Overview
The VoiceGenerator class converts narration scripts into audio files using Sarvam AI’s multilingual TTS API. It supports 11+ Indian languages and generates high-quality voice narration for presentations.
Class Definition
from generators.voice_generator import VoiceGenerator
voice_gen = VoiceGenerator()
Constructor
Initializes the voice generator with Sarvam AI API configuration.
Configuration:
- API Key:
Config.SARVAM_API_KEY
- API URL:
Config.SARVAM_TTS_URL
- Model:
Config.SARVAM_MODEL
- Sample Rate: 22050 Hz
Methods
generate_voice_for_slide
Generates voice audio for a single slide.
def generate_voice_for_slide(narration_text: str, slide_number: int,
topic: str, language: str = "english") -> str
The narration text to convert to speech (max 500 characters)
The slide number (used for filename)
Presentation topic (used for filename)
Language for voice synthesis.
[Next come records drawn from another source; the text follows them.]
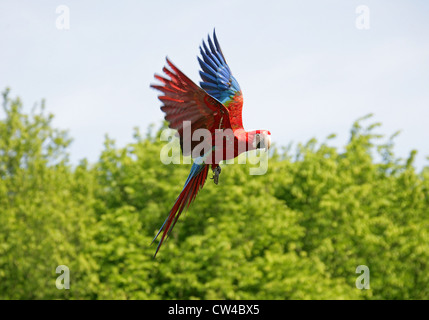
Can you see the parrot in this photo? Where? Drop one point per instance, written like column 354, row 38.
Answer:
column 215, row 106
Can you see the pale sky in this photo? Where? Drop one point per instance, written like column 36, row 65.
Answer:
column 304, row 67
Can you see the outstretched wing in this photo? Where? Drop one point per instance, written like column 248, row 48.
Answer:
column 218, row 81
column 183, row 101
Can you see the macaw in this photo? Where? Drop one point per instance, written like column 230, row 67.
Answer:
column 215, row 106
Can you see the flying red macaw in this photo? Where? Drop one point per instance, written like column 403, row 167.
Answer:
column 216, row 107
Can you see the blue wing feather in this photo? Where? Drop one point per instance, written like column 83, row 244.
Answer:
column 217, row 79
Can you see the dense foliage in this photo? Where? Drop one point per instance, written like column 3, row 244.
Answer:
column 297, row 232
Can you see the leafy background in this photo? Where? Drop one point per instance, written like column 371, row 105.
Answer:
column 297, row 232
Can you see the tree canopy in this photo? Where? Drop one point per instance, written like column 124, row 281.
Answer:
column 297, row 232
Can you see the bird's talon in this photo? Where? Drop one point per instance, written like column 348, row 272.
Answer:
column 216, row 172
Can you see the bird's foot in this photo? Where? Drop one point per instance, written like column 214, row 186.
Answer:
column 216, row 172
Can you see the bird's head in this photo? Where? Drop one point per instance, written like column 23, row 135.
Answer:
column 259, row 139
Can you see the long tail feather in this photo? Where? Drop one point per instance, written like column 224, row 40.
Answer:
column 193, row 184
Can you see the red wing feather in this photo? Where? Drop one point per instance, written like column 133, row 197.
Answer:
column 183, row 101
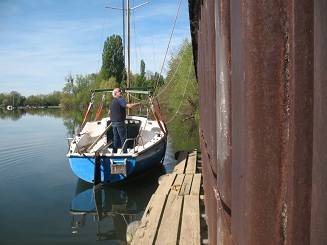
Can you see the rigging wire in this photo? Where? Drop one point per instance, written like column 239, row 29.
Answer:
column 171, row 79
column 180, row 103
column 171, row 34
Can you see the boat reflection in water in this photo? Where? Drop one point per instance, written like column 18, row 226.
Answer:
column 121, row 204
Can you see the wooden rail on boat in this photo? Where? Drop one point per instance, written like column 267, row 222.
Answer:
column 173, row 215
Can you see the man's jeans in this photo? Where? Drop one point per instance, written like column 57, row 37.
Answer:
column 120, row 132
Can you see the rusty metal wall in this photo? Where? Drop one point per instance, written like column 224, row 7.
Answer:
column 262, row 73
column 318, row 229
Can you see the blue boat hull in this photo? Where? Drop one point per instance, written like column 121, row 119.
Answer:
column 84, row 167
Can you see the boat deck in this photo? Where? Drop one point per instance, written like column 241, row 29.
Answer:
column 174, row 213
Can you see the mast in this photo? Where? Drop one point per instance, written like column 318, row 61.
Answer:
column 128, row 10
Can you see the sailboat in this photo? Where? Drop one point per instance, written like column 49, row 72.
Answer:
column 12, row 107
column 91, row 154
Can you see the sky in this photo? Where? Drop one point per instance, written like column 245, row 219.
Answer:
column 43, row 41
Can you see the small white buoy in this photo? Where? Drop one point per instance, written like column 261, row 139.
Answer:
column 131, row 229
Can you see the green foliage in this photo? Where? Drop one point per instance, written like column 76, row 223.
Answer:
column 179, row 98
column 52, row 99
column 113, row 64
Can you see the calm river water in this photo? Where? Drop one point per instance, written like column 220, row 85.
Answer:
column 43, row 202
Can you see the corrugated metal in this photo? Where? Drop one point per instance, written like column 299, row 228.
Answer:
column 262, row 69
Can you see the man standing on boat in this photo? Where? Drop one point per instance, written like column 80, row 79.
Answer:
column 117, row 113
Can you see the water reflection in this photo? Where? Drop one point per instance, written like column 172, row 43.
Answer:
column 121, row 205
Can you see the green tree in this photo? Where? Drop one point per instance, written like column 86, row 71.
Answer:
column 179, row 98
column 113, row 64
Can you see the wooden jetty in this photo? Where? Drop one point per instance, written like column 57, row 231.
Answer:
column 176, row 210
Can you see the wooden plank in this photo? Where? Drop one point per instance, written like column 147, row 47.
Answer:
column 166, row 183
column 181, row 162
column 168, row 230
column 191, row 163
column 186, row 186
column 190, row 225
column 145, row 234
column 177, row 185
column 196, row 185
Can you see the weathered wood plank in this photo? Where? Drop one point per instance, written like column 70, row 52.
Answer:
column 190, row 225
column 145, row 234
column 177, row 185
column 166, row 183
column 196, row 185
column 181, row 162
column 168, row 230
column 186, row 186
column 191, row 163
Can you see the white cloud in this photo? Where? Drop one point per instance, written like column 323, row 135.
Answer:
column 41, row 42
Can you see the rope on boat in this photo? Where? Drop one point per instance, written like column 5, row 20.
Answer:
column 100, row 107
column 87, row 113
column 162, row 127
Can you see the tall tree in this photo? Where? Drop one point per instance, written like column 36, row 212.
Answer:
column 113, row 64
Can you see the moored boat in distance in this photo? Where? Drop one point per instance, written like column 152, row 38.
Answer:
column 91, row 155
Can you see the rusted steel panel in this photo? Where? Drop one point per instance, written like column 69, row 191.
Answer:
column 206, row 69
column 300, row 20
column 319, row 168
column 223, row 95
column 275, row 122
column 260, row 115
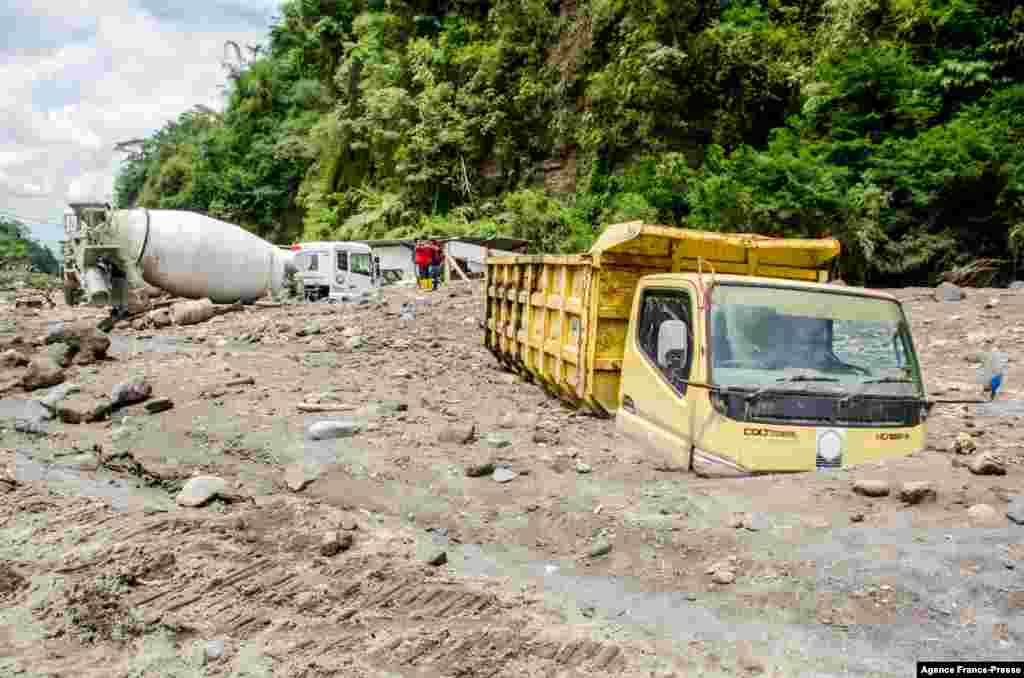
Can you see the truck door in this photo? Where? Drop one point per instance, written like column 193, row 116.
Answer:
column 656, row 366
column 341, row 278
column 360, row 271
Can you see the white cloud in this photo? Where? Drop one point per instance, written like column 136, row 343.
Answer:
column 126, row 68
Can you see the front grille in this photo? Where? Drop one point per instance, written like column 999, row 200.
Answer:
column 820, row 462
column 815, row 410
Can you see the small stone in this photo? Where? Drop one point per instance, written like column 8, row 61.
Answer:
column 983, row 514
column 871, row 488
column 131, row 391
column 159, row 405
column 458, row 434
column 42, row 373
column 60, row 353
column 504, row 474
column 214, row 649
column 13, row 358
column 948, row 292
column 724, row 577
column 1015, row 511
column 986, row 464
column 965, row 445
column 328, row 430
column 200, row 490
column 479, row 470
column 757, row 521
column 497, row 440
column 918, row 492
column 334, row 543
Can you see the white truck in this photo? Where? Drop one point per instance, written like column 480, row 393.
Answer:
column 336, row 270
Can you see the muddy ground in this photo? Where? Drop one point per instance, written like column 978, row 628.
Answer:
column 322, row 557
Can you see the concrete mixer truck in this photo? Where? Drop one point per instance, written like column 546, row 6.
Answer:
column 109, row 254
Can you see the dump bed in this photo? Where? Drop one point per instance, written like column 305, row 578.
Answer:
column 564, row 319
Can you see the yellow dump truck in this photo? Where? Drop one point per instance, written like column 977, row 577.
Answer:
column 726, row 354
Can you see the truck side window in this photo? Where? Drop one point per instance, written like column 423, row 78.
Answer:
column 666, row 335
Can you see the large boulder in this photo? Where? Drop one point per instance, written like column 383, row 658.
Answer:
column 42, row 373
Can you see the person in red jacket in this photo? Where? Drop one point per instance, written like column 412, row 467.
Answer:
column 424, row 257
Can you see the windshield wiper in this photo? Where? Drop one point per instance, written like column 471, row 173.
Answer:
column 786, row 380
column 884, row 380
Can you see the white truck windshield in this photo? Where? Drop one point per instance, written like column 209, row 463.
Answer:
column 761, row 336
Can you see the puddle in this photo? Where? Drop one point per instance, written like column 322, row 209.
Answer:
column 803, row 648
column 154, row 344
column 121, row 494
column 999, row 409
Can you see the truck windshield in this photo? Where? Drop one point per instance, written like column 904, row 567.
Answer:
column 765, row 336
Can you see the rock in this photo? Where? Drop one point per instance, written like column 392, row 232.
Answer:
column 518, row 420
column 948, row 292
column 13, row 358
column 1015, row 511
column 57, row 393
column 42, row 373
column 757, row 521
column 329, row 430
column 723, row 576
column 160, row 318
column 871, row 488
column 297, row 476
column 545, row 436
column 130, row 391
column 965, row 445
column 986, row 464
column 159, row 405
column 918, row 492
column 309, row 330
column 200, row 490
column 460, row 434
column 334, row 543
column 479, row 470
column 497, row 440
column 214, row 649
column 983, row 514
column 503, row 474
column 30, row 426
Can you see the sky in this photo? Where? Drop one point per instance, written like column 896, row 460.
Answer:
column 80, row 77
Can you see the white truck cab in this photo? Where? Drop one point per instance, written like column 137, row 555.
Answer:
column 336, row 270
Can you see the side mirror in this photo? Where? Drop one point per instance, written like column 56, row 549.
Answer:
column 673, row 337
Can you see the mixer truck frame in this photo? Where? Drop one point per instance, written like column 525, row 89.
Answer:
column 111, row 256
column 723, row 354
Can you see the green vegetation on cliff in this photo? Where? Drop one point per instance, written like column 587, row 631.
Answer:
column 894, row 125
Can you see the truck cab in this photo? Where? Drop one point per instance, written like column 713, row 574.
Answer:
column 732, row 375
column 336, row 270
column 721, row 353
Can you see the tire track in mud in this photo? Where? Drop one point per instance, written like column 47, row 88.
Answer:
column 369, row 609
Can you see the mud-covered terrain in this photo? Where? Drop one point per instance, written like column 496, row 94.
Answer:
column 454, row 520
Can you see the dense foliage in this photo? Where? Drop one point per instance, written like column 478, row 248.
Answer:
column 17, row 245
column 894, row 125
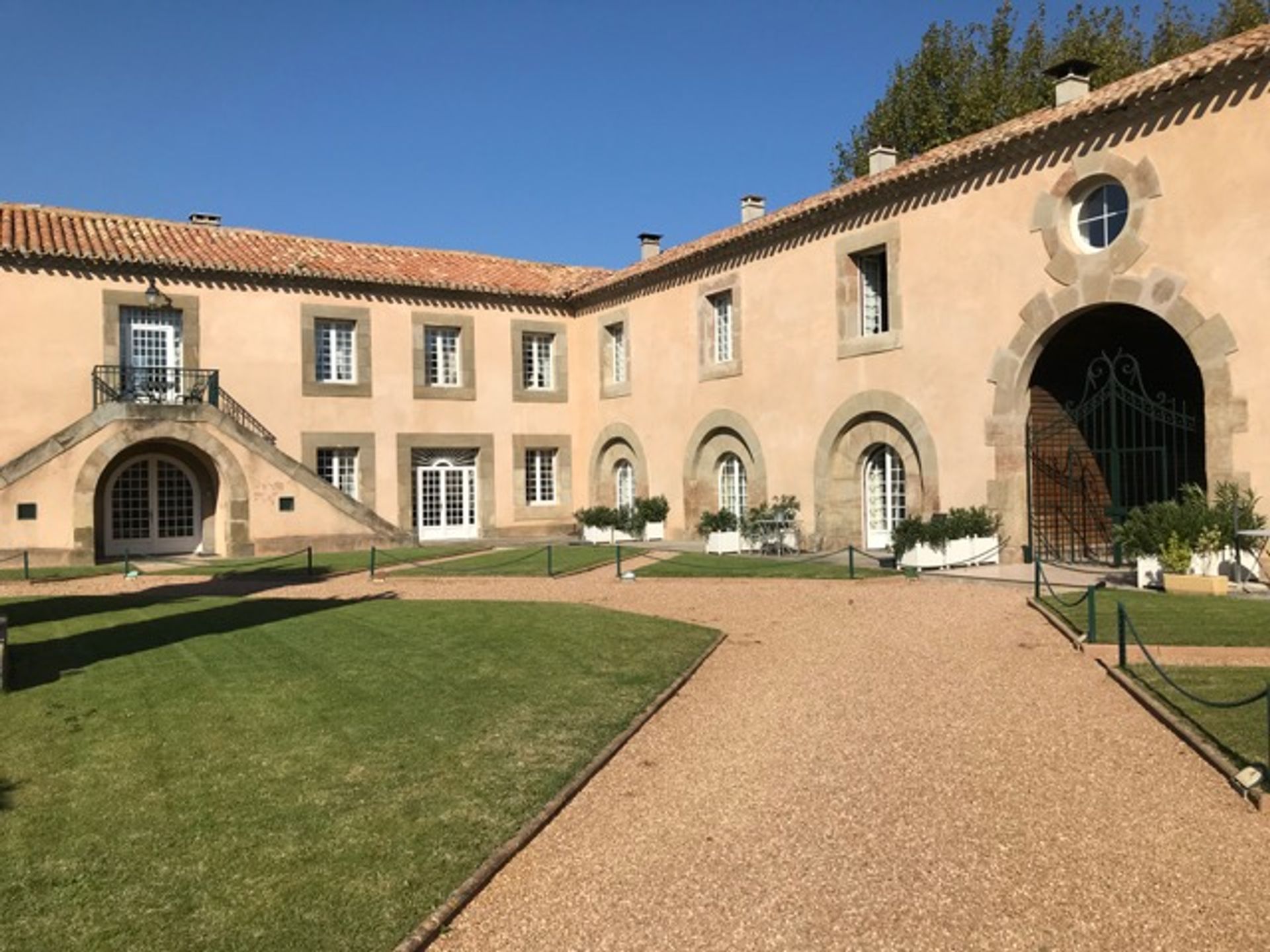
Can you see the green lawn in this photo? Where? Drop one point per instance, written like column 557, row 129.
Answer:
column 1241, row 731
column 62, row 571
column 700, row 565
column 1161, row 619
column 290, row 775
column 324, row 563
column 521, row 560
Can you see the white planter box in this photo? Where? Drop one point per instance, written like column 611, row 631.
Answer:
column 597, row 536
column 973, row 550
column 1218, row 564
column 727, row 543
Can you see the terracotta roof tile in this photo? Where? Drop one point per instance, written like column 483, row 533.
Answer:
column 33, row 231
column 1253, row 45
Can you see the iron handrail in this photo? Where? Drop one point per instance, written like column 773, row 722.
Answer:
column 116, row 383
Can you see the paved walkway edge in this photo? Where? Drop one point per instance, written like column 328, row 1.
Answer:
column 443, row 916
column 1193, row 738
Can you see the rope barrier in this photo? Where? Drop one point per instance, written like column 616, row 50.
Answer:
column 444, row 568
column 1208, row 702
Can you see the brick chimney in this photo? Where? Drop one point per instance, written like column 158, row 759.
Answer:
column 882, row 158
column 1071, row 79
column 752, row 207
column 650, row 245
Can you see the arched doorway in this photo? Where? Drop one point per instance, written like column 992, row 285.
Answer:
column 1117, row 420
column 883, row 495
column 153, row 506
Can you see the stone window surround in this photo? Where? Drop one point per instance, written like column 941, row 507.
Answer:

Supported languages:
english (en-IN)
hindi (hi-IN)
kannada (kn-IN)
telugu (te-IN)
tamil (ta-IN)
bengali (bn-IN)
gujarati (gu-IN)
malayalam (ml-IN)
marathi (mr-IN)
odia (or-IN)
punjabi (pa-IN)
Absolute path to the generated audio file (WAV format)
Returns example:
"/path/to/audio/Newtons_Laws_of_Motion_slide_1.wav"
generate_complete_audio
Generates complete audio for all slides combined into one file.
def generate_complete_audio(script_data: Dict, language: str = "english") -> str
Complete script data from ScriptGenerator containing all slide narrations
Language for voice synthesis
Path to the combined complete audio file
Process:
- Combines all narration texts
- Splits into chunks (max 500 chars each, respecting sentence boundaries)
- Generates audio for each chunk
- Concatenates all audio chunks
- Saves as single WAV file
combine_slide_audios
Combines individual slide audio files into one complete audio track.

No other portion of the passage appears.